Saturday, October 16, 2010
127. Francis Chan, Mark Driscoll, Josh Harris and APEST
I don't usually blog about high profile people, but I couldn't help but put my two cents in on this one. I heard about this discussion between Driscoll, Chan and Harris a while back, but I just stumbled on it tonight on the internet. As I listened to Chan, I resonated with several things he said about the poor, suffering, being motivated by love....but I also heard Driscoll looking for some balance in approach to poverty vs. wealth, simplicity vs. complexity etc. What seemed odd to me is that they both looked on what Chan was doing as though it was sort of ....odd.
There is a deeper, underlying impulse going on here that I think could bring clarity to the pathway Francis Chan has chosen. After spending a significant amount of time studying Ephesians 4, I have come to the conclusion that everyone is gifted with all five of the APEST giftings, but each person has each of these giftings in different measures. That is, each person has a primary, secondary tertiary etc. In my opinion, after hearing Francis Chan speak and reading some of his writings, Chan is gifted as a prophet, with some obvious teaching gifting thrown in the mix. I don't know the guy well enough to know which is primary and which is secondary etc., but it is clear that he is extremely God focused, he calls people to a higher standard, he energizes the community and often talks about his experiences of encountering God in dramatic ways. He is unique in this way, but not so unique that he is all by himself. There are countless other people in the body who have this same thing going on, they just do not share the same platform and exposure as Chan.
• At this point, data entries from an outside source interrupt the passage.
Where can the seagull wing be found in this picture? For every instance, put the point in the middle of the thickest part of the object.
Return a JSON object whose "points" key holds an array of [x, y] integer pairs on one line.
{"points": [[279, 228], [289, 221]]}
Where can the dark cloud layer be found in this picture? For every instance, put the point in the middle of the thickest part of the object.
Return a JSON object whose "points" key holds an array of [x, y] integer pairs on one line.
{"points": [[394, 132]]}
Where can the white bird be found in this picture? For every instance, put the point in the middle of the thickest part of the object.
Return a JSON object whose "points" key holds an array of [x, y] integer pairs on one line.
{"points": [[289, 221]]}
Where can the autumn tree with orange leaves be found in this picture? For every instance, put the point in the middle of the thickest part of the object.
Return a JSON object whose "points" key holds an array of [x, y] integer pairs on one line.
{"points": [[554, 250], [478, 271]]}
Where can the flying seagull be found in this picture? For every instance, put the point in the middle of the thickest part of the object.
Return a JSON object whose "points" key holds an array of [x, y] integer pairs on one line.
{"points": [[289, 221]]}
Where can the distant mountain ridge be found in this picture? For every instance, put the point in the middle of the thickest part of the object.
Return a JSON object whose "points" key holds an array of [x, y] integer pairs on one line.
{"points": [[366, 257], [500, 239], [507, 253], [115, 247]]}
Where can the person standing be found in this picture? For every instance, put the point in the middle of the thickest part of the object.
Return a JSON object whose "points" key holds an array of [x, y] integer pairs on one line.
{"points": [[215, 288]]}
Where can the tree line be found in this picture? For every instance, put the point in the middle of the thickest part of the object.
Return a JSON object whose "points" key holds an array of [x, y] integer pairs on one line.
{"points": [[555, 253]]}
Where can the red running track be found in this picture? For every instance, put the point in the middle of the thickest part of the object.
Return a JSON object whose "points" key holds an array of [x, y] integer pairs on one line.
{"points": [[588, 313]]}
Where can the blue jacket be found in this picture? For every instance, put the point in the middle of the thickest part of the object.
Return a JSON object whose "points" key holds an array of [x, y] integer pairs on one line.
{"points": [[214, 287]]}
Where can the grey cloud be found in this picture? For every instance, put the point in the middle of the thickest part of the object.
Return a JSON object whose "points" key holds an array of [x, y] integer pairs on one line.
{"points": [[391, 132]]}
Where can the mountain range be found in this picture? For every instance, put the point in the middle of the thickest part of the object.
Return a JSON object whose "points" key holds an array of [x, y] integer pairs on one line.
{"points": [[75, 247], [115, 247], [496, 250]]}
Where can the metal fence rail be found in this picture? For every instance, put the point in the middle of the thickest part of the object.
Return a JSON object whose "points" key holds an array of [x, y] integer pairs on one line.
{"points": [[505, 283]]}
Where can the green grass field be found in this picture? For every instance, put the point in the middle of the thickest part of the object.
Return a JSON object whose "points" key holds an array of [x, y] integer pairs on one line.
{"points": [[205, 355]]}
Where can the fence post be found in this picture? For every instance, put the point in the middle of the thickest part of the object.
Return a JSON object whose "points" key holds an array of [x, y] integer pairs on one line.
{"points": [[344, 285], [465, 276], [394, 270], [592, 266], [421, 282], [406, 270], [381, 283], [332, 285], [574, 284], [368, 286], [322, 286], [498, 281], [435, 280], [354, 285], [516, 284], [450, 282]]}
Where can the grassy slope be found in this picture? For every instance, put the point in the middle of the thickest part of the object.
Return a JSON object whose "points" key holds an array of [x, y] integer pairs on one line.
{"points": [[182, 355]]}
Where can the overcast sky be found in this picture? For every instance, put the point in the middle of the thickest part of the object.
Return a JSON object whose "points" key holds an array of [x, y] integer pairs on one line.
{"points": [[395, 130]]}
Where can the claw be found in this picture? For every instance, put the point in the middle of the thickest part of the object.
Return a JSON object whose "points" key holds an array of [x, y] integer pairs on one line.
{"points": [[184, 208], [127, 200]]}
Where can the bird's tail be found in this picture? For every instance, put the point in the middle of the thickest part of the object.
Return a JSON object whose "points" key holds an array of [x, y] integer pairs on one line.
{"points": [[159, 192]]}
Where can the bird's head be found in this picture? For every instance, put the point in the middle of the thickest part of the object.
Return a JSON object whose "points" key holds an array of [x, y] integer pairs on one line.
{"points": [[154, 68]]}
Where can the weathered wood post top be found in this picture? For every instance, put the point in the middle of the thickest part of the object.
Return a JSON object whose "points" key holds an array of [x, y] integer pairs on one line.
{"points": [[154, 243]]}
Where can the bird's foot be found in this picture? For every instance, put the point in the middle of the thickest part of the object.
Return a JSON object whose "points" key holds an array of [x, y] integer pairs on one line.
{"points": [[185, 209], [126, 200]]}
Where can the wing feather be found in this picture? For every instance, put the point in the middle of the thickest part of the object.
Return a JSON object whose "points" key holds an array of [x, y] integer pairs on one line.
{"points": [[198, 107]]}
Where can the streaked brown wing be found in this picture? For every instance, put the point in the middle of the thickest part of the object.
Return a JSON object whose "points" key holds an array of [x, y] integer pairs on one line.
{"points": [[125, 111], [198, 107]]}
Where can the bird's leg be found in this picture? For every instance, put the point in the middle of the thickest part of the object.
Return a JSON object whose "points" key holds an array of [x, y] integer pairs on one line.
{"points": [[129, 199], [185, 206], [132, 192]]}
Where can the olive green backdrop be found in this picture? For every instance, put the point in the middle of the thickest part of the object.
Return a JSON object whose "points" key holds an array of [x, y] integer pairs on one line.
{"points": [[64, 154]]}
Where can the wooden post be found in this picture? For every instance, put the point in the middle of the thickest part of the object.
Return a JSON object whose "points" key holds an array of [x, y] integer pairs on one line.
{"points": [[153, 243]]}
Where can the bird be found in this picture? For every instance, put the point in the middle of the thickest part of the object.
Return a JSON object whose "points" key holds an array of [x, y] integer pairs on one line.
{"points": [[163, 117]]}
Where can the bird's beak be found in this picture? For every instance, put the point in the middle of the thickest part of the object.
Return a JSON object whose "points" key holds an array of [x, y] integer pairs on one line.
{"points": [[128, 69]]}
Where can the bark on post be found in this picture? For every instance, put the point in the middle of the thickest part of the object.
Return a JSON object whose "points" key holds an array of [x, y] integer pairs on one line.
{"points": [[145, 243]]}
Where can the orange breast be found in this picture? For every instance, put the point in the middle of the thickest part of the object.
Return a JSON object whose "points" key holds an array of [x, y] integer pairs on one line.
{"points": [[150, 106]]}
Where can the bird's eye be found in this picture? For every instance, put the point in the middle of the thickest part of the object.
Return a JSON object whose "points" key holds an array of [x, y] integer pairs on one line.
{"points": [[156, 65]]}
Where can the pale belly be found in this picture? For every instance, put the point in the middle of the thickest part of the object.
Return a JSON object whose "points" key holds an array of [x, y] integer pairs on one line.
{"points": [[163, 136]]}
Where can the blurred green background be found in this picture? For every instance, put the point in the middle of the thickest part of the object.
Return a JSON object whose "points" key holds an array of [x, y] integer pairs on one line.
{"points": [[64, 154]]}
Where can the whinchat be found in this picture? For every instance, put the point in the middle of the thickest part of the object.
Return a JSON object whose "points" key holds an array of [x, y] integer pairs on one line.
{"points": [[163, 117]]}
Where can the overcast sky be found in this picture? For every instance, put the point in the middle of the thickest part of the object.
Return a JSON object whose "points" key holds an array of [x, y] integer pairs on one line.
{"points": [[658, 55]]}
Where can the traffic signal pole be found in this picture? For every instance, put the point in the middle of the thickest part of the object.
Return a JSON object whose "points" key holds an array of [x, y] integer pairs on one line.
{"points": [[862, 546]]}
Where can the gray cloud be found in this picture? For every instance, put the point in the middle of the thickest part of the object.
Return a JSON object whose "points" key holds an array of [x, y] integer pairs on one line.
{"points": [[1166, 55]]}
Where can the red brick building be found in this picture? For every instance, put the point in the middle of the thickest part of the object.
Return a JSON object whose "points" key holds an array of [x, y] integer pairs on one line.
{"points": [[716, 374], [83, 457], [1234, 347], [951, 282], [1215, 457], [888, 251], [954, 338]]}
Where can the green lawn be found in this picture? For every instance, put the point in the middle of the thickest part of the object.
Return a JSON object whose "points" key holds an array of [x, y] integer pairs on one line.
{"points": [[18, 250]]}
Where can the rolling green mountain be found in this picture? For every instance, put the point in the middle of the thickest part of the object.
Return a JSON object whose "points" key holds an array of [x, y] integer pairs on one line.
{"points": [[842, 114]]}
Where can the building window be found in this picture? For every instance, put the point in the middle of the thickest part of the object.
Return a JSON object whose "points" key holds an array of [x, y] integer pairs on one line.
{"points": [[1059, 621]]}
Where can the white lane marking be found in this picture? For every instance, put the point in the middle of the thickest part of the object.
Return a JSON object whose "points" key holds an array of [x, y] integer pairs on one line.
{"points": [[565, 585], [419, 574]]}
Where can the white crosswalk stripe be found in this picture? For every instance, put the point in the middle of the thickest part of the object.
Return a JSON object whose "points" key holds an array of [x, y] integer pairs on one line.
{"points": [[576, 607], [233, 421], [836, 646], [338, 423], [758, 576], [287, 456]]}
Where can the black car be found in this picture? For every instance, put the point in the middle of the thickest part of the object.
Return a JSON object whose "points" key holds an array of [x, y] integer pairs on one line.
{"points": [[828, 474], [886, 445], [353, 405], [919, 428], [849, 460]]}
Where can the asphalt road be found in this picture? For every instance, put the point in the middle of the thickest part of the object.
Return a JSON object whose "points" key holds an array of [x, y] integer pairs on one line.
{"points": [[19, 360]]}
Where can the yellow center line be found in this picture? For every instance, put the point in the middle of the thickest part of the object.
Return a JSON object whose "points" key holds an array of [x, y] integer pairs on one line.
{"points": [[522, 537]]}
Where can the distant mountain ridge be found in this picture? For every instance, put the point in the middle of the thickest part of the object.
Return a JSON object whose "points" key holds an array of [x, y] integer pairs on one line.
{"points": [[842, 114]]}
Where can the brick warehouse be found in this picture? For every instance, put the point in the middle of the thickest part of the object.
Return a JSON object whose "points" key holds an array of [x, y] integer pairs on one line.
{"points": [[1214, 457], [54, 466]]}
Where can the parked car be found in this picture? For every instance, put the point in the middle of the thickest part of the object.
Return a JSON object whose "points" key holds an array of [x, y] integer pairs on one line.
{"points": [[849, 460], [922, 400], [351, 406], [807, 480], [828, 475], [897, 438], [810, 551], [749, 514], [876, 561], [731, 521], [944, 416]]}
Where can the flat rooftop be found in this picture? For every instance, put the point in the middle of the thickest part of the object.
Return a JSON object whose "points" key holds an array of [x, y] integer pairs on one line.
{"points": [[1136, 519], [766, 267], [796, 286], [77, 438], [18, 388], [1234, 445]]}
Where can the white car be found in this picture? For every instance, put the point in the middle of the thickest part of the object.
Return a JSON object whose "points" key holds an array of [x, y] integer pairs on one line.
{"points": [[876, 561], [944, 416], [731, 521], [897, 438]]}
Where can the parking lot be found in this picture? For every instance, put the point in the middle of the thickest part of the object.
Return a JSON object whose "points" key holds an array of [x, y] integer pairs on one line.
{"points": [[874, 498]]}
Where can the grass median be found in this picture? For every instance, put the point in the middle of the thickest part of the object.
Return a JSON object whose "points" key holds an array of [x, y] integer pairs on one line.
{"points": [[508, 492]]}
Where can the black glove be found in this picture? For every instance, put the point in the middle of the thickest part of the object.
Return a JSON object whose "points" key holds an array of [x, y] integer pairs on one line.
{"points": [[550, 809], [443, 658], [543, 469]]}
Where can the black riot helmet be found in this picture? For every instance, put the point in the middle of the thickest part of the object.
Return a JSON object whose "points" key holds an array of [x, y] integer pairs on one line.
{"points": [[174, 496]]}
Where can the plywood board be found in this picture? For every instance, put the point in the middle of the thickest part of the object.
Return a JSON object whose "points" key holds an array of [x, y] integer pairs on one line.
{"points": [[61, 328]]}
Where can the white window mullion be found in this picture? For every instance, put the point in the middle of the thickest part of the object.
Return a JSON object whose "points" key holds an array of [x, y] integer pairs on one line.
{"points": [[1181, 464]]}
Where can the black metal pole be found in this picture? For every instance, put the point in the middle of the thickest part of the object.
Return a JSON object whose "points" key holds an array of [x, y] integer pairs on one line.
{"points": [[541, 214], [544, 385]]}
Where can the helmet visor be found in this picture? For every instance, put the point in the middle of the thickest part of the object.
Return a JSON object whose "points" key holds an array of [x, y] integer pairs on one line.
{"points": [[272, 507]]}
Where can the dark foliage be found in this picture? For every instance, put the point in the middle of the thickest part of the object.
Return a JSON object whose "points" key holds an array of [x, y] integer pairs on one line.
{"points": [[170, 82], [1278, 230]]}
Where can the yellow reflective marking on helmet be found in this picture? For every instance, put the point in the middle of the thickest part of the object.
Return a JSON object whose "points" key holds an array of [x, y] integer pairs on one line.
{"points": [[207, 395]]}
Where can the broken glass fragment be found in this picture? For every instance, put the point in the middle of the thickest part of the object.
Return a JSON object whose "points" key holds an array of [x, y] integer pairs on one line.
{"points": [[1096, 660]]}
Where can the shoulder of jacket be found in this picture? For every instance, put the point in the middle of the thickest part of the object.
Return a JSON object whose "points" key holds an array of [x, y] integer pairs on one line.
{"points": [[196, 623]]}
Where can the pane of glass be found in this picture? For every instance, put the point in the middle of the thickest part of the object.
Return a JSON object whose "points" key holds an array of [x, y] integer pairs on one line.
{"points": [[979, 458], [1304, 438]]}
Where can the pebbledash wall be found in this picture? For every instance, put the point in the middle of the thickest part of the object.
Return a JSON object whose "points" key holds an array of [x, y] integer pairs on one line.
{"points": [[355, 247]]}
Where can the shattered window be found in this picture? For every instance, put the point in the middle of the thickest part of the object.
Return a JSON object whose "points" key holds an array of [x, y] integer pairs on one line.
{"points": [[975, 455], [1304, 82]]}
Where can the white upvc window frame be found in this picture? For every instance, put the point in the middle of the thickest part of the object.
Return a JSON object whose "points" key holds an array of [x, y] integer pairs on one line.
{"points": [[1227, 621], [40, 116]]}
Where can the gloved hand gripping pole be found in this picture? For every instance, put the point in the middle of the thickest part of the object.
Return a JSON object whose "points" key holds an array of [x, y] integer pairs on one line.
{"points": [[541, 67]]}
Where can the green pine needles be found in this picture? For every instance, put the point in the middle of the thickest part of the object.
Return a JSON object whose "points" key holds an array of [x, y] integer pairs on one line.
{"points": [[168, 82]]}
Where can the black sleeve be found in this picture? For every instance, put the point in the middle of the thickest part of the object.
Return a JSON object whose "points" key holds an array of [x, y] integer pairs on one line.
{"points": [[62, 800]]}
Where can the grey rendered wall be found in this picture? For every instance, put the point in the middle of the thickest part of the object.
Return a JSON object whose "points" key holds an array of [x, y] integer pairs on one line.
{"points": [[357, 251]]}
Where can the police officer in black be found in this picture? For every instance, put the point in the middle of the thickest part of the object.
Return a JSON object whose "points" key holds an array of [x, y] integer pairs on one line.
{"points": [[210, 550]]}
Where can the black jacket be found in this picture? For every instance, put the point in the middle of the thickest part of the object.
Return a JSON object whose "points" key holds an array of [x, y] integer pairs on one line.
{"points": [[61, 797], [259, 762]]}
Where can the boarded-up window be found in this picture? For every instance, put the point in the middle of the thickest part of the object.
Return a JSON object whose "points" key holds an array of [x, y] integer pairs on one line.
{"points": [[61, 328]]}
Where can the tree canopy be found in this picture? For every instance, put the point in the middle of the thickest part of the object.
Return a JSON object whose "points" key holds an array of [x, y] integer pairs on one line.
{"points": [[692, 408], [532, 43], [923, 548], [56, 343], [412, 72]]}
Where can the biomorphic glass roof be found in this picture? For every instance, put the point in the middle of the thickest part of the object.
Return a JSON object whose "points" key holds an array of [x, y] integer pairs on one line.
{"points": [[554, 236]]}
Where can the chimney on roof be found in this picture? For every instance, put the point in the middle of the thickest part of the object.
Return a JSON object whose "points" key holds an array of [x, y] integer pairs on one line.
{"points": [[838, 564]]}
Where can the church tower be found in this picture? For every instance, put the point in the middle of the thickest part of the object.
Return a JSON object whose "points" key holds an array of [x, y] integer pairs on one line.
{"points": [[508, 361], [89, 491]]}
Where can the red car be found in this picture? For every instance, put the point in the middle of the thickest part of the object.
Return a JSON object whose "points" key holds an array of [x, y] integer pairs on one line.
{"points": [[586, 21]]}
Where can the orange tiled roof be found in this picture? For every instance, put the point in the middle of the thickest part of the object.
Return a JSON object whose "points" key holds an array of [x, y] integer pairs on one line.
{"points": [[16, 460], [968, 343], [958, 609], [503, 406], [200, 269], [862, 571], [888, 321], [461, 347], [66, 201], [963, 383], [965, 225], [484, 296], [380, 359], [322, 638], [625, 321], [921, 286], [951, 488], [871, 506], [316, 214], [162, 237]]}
When Harris started the session, he responded to a comment Driscoll made by saying "It the whole King dynamic." This is, I assume, he is describing Driscoll from the typology that I have heard Driscoll use of describing leaders with the one of the metaphors of Prophet, Priest or King. Honestly, I struggle with this because the way I have heard it explained, it sounds like a recycled version of the "E-Myth" book. It sounds good at first (to some), but for me it just muddies the waters at precisely the point we need clarity on functions in the body. It is short and sweet, but Jesus did not give the church a three-fold ministry, he gave it a five-fold ministry.
We have a five-fold description of the functions people play in the body in Ephesians 4. If we would stick with the scriptural template of APEST, then it wouldn't be so bizarre that Chan is distancing himself from the established community and diving into a highly incarnational form of ministry. He is a prophet, and this is one of the things prophets do naturally. They help the church become incarnational by incarnating the values of God in tangible, concrete, often dramatic ways. If we understood the Ephesians 4 ministry matrix, we would be able to see how natural it is for Chan to be going in this direction, and instead of questioning the trajectory of his ministry and trying to some how align it with other well traveled trajectories, we can celebrate it and learn from it, be inspired by it and empower it.
This interview is a classic case where a thorough understanding of APEST would helps us appreciate and affirm what we see happening in a high profile, obviously very prophetic teacher, in stead of scratching heads and thinking something is amiss. What is amiss, I would say, is that the church had a very limited leadership structure for Chan to occupy....pastor/teacher....and all this time, in Chans own words...he knew something wasn't right. Its not that the whole church isn't right. What isn't right is the narrow, pastor/teacher leadership structure that forces prophets like Chan into a one size fits all mold of preaching to the established church instead being on the frontier and doing what they do best in the frontier. Praise God Chan has the courage to step out and follow the calling and gifting that Jesus gave him when He ascended on high and gave gifts to men. Chan is modeling to us that we have to have integrity in our gifting and calling. He is an inspiration and encouragement to me, as I too had to leave the pastor/teacher monarchy and move out into the frontier to follow my calling to function apostolically. (Although, it would be nice to do that with the same access to resources that Chan has. Just being honest =)
I am doing some writing with Alan Hirsch and Mike Breen on this very topic of APEST and we hope to broaden the churches vision of the inherent, Jesus-given giftings in the body that provide the focus and trajectories for ministry expressions. It is my hope that this material will help alleviate some of the confusion and contention that naturally surfaces when we try to retro-fit an existing five-fold dynamic in the body into a two-fold leadership/organizational/ministry structure.